Stellantis peut-elle faire faillite ?
Rien dans les comptes ne va dans ce sens. Le groupe dispose de 44,1 Mds € de liquidité industrielle, soit 27 % de son chiffre d’affaires annuel. Sa dette nette industrielle est même négative : il détient plus de trésorerie que de dette sur son périmètre automobile. La perte de 2025 était en grande partie comptable, seuls 6,5 Mds € donnant lieu à des sorties de trésorerie étalées jusqu’en 2029. Le risque du dossier porte sur la durée du redressement, pas sur la solvabilité.

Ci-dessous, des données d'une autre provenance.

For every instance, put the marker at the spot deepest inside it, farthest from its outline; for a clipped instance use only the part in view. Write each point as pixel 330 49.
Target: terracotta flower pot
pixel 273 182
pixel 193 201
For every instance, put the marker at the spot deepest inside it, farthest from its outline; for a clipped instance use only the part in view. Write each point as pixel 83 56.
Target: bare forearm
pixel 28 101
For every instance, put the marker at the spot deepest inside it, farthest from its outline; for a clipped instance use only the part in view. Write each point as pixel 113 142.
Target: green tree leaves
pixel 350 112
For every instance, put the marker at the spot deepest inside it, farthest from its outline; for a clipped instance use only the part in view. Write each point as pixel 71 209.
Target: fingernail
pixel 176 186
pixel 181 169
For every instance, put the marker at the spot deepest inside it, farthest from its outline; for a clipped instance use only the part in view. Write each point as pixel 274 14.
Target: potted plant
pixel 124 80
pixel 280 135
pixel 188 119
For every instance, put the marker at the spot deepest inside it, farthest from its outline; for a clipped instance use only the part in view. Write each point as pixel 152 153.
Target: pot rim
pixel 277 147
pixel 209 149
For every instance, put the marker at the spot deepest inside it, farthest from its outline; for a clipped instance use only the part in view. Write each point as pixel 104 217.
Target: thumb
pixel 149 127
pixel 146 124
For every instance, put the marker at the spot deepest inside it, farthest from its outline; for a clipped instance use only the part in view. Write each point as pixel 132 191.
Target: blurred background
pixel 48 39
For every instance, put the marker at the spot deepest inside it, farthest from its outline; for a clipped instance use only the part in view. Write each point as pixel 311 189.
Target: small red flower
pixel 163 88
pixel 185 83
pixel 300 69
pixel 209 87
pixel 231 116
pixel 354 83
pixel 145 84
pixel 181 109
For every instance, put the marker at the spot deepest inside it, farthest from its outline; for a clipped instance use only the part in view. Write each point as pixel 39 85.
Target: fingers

Pourquoi Stellantis mise-t-elle sur les plateformes multi-énergies ?
Parce que la demande de véhicules électriques a progressé moins vite que prévu, et que le groupe a payé cette erreur d’anticipation par 14,8 Mds € de dépréciations en 2025. Les plateformes multi-énergies permettent de produire une même voiture en version thermique, hybride ou électrique sur une seule base industrielle, donc de suivre la demande réelle sans multiplier les investissements. C’est un pari de flexibilité plutôt que de conviction technologique.